Gaming regulators find selection more appealing than two others

Illinois gambling regulators have awarded the village of Des Plaines and Midwest Gaming & Entertainment LLC the state’s only unused casino license, essentially because the bid was viewed as not raising the ethical concerns of the two other contenders.

Des Plaines beat out bids from Chicago suburbs Rosemont and Waukegan on a 3-1 vote by the five-member Illinois Gaming Board, with panel member Eugene Winkler abstaining because he didn’t believe any of the three finalists were worthy.

Although Midwest Gaming said it would build the casino near the intersection of Devon Avenue and River Road just outside the Chicago city limits, the company faces as least six more months of vetting before it can begin, pushing the casino’s opening date to late 2010.

Ethical issues, compounded by the recent corruption allegations against Illinois Gov.

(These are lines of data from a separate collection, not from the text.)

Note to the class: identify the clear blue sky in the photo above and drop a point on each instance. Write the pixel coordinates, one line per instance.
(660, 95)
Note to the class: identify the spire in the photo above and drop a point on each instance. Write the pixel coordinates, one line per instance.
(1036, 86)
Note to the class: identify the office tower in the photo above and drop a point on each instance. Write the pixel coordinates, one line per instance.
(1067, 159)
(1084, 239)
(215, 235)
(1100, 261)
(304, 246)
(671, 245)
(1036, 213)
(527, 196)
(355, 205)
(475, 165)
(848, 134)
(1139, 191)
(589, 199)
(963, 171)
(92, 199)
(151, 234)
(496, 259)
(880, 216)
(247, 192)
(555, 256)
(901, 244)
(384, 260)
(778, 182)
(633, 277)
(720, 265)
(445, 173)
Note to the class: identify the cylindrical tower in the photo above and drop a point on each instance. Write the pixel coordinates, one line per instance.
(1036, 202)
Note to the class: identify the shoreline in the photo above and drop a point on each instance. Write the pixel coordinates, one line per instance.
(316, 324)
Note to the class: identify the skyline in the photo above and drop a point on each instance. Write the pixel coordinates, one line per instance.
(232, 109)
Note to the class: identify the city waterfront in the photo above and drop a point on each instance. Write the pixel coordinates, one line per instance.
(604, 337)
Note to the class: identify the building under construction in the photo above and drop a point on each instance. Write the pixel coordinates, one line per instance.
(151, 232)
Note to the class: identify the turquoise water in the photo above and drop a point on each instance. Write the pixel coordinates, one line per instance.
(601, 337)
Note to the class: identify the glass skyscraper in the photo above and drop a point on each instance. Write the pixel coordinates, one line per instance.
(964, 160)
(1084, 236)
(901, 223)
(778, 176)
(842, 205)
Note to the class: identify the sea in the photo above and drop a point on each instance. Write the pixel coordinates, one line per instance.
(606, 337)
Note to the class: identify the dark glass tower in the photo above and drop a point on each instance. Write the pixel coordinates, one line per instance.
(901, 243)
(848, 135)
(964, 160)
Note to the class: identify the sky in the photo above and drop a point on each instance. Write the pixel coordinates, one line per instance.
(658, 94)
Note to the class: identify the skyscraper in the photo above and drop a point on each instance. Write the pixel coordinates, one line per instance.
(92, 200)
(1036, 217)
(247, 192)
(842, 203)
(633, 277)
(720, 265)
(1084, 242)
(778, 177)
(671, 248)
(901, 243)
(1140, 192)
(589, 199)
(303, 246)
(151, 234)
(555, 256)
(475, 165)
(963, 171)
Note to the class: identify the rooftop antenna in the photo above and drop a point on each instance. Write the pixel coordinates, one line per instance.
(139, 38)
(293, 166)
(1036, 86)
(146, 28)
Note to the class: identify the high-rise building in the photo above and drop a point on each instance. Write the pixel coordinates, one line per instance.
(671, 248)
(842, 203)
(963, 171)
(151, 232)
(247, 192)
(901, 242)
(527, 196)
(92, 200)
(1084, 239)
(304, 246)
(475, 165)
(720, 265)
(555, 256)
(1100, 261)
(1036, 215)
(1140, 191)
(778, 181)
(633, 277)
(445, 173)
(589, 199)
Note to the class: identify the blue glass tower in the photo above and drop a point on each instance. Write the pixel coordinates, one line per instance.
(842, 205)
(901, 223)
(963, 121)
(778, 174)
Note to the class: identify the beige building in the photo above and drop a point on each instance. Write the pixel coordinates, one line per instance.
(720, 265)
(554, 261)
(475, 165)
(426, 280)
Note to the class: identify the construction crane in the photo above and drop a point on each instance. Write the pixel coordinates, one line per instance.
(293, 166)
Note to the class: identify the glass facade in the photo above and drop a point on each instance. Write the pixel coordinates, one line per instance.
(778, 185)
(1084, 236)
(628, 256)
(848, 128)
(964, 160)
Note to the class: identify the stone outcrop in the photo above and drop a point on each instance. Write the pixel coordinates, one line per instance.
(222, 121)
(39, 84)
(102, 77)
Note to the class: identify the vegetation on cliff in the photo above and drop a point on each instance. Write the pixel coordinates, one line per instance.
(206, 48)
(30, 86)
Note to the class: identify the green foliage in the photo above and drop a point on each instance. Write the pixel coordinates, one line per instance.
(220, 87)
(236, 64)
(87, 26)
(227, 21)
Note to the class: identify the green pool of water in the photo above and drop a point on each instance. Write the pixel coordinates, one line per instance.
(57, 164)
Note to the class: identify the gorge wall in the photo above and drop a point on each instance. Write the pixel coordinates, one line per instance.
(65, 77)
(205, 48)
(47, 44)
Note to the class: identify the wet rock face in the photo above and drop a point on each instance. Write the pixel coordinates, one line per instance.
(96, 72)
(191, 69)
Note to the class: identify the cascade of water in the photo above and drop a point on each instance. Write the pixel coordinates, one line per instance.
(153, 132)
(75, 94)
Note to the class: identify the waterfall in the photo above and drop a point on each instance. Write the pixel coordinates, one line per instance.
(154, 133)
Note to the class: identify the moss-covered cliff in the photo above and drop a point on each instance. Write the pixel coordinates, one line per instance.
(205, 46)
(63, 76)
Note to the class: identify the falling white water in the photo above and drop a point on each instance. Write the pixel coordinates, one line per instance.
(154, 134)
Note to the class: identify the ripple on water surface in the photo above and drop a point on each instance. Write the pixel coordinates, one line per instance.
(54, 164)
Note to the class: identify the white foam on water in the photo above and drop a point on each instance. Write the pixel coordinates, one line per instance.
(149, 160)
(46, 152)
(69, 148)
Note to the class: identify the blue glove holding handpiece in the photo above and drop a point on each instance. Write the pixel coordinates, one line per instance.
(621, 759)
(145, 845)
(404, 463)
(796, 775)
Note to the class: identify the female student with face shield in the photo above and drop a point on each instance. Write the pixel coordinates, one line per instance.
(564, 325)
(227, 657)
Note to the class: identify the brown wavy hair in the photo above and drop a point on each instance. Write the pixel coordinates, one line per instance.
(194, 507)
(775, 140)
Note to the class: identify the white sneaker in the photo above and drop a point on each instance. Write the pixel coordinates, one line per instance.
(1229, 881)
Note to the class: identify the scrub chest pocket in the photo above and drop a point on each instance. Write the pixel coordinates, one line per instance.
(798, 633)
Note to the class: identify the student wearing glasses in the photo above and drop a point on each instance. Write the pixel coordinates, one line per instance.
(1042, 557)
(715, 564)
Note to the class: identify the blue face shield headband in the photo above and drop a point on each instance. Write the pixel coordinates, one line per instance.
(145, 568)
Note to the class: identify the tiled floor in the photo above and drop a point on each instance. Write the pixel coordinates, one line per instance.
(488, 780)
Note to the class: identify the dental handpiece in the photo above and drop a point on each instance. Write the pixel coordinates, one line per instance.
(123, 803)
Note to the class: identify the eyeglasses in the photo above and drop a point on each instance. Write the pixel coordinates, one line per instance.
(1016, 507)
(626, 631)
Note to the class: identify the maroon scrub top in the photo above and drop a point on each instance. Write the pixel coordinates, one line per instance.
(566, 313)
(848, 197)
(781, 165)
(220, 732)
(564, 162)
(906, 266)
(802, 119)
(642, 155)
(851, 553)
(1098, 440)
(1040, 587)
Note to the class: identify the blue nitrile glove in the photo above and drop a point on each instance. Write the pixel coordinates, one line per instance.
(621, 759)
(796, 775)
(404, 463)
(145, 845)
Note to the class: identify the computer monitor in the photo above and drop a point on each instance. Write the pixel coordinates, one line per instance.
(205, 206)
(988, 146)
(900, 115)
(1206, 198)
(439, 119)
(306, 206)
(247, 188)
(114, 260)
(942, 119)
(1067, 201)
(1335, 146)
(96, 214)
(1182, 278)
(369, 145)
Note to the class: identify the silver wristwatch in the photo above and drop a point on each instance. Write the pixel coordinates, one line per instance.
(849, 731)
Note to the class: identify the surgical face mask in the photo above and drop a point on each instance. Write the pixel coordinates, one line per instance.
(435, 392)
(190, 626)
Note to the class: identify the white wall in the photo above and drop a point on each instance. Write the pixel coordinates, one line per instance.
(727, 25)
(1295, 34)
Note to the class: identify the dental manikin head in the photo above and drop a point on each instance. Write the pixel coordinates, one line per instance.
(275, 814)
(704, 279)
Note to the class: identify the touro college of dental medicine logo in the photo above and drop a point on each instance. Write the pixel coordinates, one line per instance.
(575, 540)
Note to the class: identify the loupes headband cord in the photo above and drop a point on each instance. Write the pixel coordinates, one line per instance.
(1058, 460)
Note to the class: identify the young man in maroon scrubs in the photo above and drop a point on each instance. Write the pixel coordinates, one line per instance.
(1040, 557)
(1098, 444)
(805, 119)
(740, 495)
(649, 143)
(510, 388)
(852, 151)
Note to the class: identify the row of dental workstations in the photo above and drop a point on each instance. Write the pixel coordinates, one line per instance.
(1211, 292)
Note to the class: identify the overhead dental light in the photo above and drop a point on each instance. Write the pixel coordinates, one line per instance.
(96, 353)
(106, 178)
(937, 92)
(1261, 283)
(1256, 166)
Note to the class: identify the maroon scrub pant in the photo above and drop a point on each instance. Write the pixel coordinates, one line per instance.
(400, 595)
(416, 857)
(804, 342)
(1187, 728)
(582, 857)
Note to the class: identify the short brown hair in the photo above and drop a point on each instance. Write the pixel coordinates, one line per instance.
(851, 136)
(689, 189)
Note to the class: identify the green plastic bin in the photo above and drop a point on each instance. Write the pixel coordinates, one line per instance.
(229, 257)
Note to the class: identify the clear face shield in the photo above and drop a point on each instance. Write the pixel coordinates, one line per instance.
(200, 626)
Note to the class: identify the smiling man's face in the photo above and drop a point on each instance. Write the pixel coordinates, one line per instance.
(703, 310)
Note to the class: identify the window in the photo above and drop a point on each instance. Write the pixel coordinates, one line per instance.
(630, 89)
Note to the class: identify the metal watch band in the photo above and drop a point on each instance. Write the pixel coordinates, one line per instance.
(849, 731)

Rod Blagojevich, who appointed all of the board’s five members, cast a pall over the selection process. Panelist said they couldn’t ignore the past problems of contender Rosemont, which twice was in line to get the casino license, only to lose it due to allegations of the late Mayor Donald E. Stephen’s relationship with mob figures. And Waukegan lost out because investors in its casino cartel included several prominent members of Blagojevich’s political fundraising apparatus.

In winning the license, Midwest Gaming will pay its $125 million bid once the casino opens, and an additional $300 million over the 30 years it will hold the license. Its bid was less than half the $435 million Trilliant Gaming bid for a license to build a casino in Rosemont.

Like Rosemont, Des Plaines abuts Chicago’s O’Hare International Airport, which will enable the casino to attract customers with time to fill between flights.

The selection did not please the officials from the outer suburban cities of Elgin and Aurora, who see the Des Plaines casino siphoning off business from their riverboat casinos (especially from conventioneers and trade show attendees at the downtown McCormick Place), once travelers from inside Chicago have a closer venue.